Posted By CaitlinBergmann 3:26pm GMT

For this week's challenge the designers are asked to create a couture outfit inspired by eye shadow for an L'Oreal "advertorial." As additional inspiration, the designers pick an eye shadow finish: bright, metallic, crystal, velvet, matte. AND L'Oreal will fork over an additional $20,000 to the challenge winner. I have no problems with the challenge. The assigned inspiration is fair enough, because the resulting photograph is about eye shadow.

What I do have a problem with is the word "advertorial." It was used at least 80 times in this episode as if it were a real word! And as if we all know the word! And as if we all are in agreement that it is OK to invent words by slamming the beginning of one word into the end of another one. Like products that are "prosumer" or people that are "Brangelina" or couture that is "craptastic." How can these people use the word "advertorial" with a straight face? Especially Tim Gunn, whose complex lexicon and mastery of the English language are personal trademarks. He should have refused and used the word "advertisement," because that's what it is. It's an advertisement!
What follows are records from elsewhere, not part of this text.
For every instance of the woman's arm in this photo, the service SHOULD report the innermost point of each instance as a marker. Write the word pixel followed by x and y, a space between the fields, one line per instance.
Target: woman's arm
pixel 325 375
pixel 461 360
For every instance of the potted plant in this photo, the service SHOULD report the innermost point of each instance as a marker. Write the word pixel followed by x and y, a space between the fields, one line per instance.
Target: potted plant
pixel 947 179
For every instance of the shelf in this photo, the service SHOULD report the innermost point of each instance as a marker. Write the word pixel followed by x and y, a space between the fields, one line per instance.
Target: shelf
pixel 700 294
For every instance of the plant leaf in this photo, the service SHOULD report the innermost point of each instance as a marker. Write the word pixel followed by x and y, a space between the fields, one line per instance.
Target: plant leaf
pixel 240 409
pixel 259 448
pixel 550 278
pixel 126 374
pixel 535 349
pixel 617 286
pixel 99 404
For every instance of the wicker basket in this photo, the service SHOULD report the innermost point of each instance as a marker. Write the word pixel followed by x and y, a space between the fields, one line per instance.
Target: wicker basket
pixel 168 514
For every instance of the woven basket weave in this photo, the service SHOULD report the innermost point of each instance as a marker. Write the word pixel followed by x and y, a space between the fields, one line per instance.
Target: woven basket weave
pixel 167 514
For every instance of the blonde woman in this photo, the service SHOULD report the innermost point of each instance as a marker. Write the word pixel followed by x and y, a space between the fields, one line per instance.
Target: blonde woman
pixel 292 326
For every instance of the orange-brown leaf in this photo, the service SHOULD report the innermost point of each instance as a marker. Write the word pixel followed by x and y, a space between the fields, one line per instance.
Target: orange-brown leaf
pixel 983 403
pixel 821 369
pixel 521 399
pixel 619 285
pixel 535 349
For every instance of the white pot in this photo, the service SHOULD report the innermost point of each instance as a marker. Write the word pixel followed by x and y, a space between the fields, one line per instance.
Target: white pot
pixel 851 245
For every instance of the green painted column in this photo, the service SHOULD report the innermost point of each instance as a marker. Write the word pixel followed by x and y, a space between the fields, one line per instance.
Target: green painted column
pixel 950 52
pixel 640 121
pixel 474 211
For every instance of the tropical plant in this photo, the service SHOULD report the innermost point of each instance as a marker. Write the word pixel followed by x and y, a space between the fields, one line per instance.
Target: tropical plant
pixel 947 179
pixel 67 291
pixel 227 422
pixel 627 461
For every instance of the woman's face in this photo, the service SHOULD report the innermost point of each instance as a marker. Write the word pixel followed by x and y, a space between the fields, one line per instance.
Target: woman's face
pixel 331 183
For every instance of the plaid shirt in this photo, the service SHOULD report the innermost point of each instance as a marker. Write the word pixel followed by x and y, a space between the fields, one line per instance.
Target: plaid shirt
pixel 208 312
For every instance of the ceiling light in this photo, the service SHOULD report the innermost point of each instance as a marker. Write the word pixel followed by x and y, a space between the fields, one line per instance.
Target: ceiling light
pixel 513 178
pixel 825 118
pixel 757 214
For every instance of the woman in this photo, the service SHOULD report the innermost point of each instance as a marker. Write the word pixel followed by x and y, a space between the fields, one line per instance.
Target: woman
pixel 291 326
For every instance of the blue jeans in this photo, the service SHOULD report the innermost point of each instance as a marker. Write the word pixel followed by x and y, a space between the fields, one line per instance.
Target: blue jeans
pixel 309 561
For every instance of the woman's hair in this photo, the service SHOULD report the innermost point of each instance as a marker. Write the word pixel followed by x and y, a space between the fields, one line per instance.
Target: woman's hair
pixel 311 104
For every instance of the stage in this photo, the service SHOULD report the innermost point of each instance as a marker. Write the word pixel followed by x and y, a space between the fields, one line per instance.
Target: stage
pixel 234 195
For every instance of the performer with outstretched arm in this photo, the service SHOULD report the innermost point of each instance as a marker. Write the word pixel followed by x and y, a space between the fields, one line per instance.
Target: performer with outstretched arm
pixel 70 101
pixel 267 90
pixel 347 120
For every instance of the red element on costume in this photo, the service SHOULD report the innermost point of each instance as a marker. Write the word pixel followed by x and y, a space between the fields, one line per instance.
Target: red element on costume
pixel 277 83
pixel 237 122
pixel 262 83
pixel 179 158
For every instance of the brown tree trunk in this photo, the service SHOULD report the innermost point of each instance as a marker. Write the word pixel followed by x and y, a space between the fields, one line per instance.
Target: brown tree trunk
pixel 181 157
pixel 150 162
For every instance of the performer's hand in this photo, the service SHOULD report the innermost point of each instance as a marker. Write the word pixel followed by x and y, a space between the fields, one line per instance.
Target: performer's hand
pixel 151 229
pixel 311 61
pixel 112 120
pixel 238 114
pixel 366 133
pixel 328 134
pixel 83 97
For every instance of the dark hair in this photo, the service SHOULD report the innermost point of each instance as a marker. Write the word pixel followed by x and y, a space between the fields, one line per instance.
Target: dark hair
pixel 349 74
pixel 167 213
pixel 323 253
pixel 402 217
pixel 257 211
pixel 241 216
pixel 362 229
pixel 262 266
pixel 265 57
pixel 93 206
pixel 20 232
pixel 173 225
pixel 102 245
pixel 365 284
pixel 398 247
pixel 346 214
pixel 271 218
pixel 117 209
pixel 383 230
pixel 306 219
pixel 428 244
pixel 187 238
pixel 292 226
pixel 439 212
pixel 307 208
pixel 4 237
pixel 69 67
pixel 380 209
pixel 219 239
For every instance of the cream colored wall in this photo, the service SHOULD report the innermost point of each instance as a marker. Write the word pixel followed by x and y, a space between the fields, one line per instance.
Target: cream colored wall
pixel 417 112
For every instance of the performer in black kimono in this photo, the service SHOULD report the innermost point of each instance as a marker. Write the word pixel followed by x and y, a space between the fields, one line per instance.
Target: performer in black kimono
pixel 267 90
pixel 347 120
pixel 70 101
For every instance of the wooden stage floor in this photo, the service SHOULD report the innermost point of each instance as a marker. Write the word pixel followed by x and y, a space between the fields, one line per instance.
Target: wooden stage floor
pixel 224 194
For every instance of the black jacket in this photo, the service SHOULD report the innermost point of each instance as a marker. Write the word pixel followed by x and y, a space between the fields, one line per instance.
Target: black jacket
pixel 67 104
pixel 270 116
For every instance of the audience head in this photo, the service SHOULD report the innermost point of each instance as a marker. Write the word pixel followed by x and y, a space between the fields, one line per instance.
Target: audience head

Watch the full Project Runway episode online!I feel better now.

The designers get off to a good start, no doubt because the challenge is well-defined, and color and finish are assigned. As I always say, the fewer open-ended decisions to make, the easier any design solution is to achieve. That being said, it's off to Mood, where Ivy translates "bright" to "beach" to "water" to "waves" and makes some frightening fabric choices. Mondo is pulling fabrics that match his bright yellow rain boots, and Tim is chasing Swatch.

In the workroom we learn that Gretchen (who is looking more and more like Karen Carpenter) has been awarded patent number 6420015 from the US Patent and Trademark office for the color Burgundy. April is wisely suspicious of the fact that this is a two-day challenge, and Valerie can't cut silk. Tim, who realizes he's the bearer of bad news, comes in to announce that the designers are also required to create a ready-to-wear look to go along with their high-fashion look. They get an additional $100 and another trip to Mood, but no extra time. This time the producers succeeded in torturing the contestants. April is catching on. And she wants a miniature pony.

View more photos of HeidiIt's runway day, and with the help of some hot-glue guns the designers manage to dress their two models in two outfits and send them down to the runway. It sometimes doesn't seem possible, but they manage to do it. Amazing. Heidi is wearing some bad eighties outfit and looking like she has no right to judge. She also reuses the word "advertorial" just to piss me off for dissing her outfit. We're even now. Evening-wear designer Naeem Kahn is the guest judge, which is weird, because I'm having dinner with him tonight.

First out on the runway are April's garments. There are those panties and black chiffon again. Next up is Mondo with a dress that looks a lot like Jeffrey's winning couture dress from Season 3. Ivy sends out her blue satin and chiffon wave number that looks like an incomplete craft project. Her ready-to-wear is moderately more successful. She feels safe. Michael C. sends out a model with a train that doesn't fit on the runway. Is that wire in the hem? Are you kidding me? Christopher Collins ends up safe with hip halos. All I can say is he is lucky the others designers messed up worse than he did. Gretchen's bohemian velvet kimono has no relationship (that I can see) to her ready-to-wear, and there is talk about side-slit action that I am missing. Valerie is up next with a white/black duo of ?*!!? Both dresses look like high school sewing-class projects. She is nervous, and rightly so. Andy does Warrior Girl with giant Reese's Peanut Butter Cup wrappers on her shoulders.

If I sound harsh, it is because I am generally disappointed in the products of this challenge. Remember Chris March and Christian Siriano's couture dress? Nothing I'm seeing here even comes close.

Mondo wins even though Nina thinks his fabrics look cheap. Things are bad when you win a "Project Runway" challenge because your outfit sucks the least. He now has $20,014 in his bank account.

Ivy, Valerie and Michael C .are in trouble. Ivy is still in denial, Valerie is ready to go home, and who knows what Michael C. is thinking. The judges are thinking he can stay, but can't seem to agree on which is worse: Ivy's Little Mermaid or Valerie's My Fair Lady. Kors declares it a "tight race for hideous." I think they should both go, and for a moment, Heidi makes us think that it will happen, but no, we have 16 weeks of programming to fill, so Valerie can stay. Even Valerie is shocked.